Re: Zgody, akcje (h) "bez kalkulatorów''

Post autor: zapalnik. » 23.12.2015, 12:07

Ok, zmienmy wątek bo rozpieprzamy fajny temat.

Jakoś koło 200 młode ekipy z Gdańska, Wrocławia i Krakowa w około 60-70 osób razem wybrali się na mecz Odra Opole - Lechia Gdańsk. Najpierw na Opolu Zachodnim zebrali się w całość i chcieli ruszyć w stronę stadionu aby wpaść pod kasy. Zostali otoczeni przez psy ze strzelbami a później mieli z nimi grube przeprawy bo ich obrzucili wszystkim, co mieli ze sobą. Akcja nie wyszła.

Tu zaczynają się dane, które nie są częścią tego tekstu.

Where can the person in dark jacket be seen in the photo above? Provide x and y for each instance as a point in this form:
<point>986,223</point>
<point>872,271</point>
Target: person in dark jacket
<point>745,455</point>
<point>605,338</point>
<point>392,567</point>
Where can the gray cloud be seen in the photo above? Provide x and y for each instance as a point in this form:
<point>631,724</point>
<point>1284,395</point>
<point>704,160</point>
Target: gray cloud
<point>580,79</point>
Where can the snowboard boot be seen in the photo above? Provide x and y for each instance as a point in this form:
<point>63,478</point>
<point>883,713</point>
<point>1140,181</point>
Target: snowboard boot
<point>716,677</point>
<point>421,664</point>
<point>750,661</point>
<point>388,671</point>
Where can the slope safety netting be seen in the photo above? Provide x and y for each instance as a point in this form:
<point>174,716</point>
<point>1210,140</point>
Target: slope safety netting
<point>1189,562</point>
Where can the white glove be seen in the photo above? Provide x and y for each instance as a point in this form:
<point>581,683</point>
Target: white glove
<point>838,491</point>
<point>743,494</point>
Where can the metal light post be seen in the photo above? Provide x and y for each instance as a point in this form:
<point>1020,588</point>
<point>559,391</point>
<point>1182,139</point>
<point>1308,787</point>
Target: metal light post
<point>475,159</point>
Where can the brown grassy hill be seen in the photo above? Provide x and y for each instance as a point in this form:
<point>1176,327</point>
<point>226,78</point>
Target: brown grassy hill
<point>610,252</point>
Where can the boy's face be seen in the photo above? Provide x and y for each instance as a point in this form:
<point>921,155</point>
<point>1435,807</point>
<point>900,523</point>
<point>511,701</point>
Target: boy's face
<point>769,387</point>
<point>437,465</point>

Rok 2007 ? Śląsk Wrocław w ok 50 przed meczem Odra Opole- Śląsk przebywa całe miasto i dochodzi do starcia pod samym Zakładem Karnym w Opolu, niedaleko stadionu. Policja strzela do Wrocławian. Z nami się zrywa kilku z Odry, proponujemy im nawet wejście na nasz sektor, aby ich nie wylapały psy.

zapalnik.
Posty: 90
Rejestracja: 22.12.2015, 11:20

Re: Zgody, akcje (h) "bez kalkulatorów''

Post autor: zapalnik. » 23.12.2015, 12:11

Dodam, że w 2000 leżąc już na tym peronie w Opolu, otoczeni przez psy ze strzelbami okazało się, że w pobliskich blokach jest już zebrana fajna ekipa Odry i Polonii B.

zapalnik.
Posty: 90
Rejestracja: 22.12.2015, 11:20

Re: Zgody, akcje (h) "bez kalkulatorów''

Post autor: zapalnik. » 23.12.2015, 12:23

Coś około roku 2000. Akcja ekipy Wisły Devils z pojedynczymi osobami z Lechii i Śląska. Wisła gra mecz w Radzionkowie. W 40-50 wyjeżdżamy grubo wcześniej i w Bytomiu na dworcu atakujemy Polonie która na kogoś się czaiła. Akurat na dworcu trwała jakąś młodzieżowa impreza malowania graffiti. Zapanował jeden wielki chaos. Później pod kasami ruszamy w stronę kas miejscowych jednak drugi raz tego dnia strzelają do nas psy. Ekipa Sharków w 12 osób miała starcie z 20 Ruchu w tym samym czasie. Na korzyść Wisły.

zapalnik.
Posty: 90
Rejestracja: 22.12.2015, 11:20

Re: Zgody, akcje (h) "bez kalkulatorów''

Post autor: zapalnik. » 23.12.2015, 21:44

Reasumując, macie dużo racji Panowie, jednak mi chodzi o to, że mało która ekipa w 50-60 osób ekipy wysiadzie do 200 W i R. Zarzucacie dużo ale jednak wysiedli i się z Wami bili. Dzięki Wam można wywnioskować, że Sosnowiec był o wiele bardziej skory do walki.

PanTuNieStał
Posty: 565
Rejestracja: 16.02.2014, 09:34

Re: Zgody, akcje (h) "bez kalkulatorów''

Post autor: PanTuNieStał » 25.12.2015, 10:03

https://www.youtube.com/watch?v=Py45lV2We3s

Trzeba obiektywnie przyznać, że totalna kompromitacja Widzewa.
https://www.youtube.com/watch?v=nGETblfZfps

Różne są sytuacje, ta tez raczej chluby nie przynosi
"Dokladnie tak jest. Nawet widzewiak z Łodzi to jest j***** wieśniak a Łksiak z Poddebic będzie rodowity wynika to po prostu z przydomku. ŁKS- rodowici, Widzew- wieśniaki." :lol: :lol:

zapalnik.
Posty: 90
Rejestracja: 22.12.2015, 11:20

Re: Zgody, akcje (h) "bez kalkulatorów''

Post autor: zapalnik. » 29.12.2015, 20:10

Słynna akcja w Gdańsku Oliwie była z całą pewnością akcją bez kalkulatorów. Arka wjechała w 60 na wysiadajacych w Gdańsku kibiców Śląska. Wcześniej podobno byli w Gdańsku Głównym.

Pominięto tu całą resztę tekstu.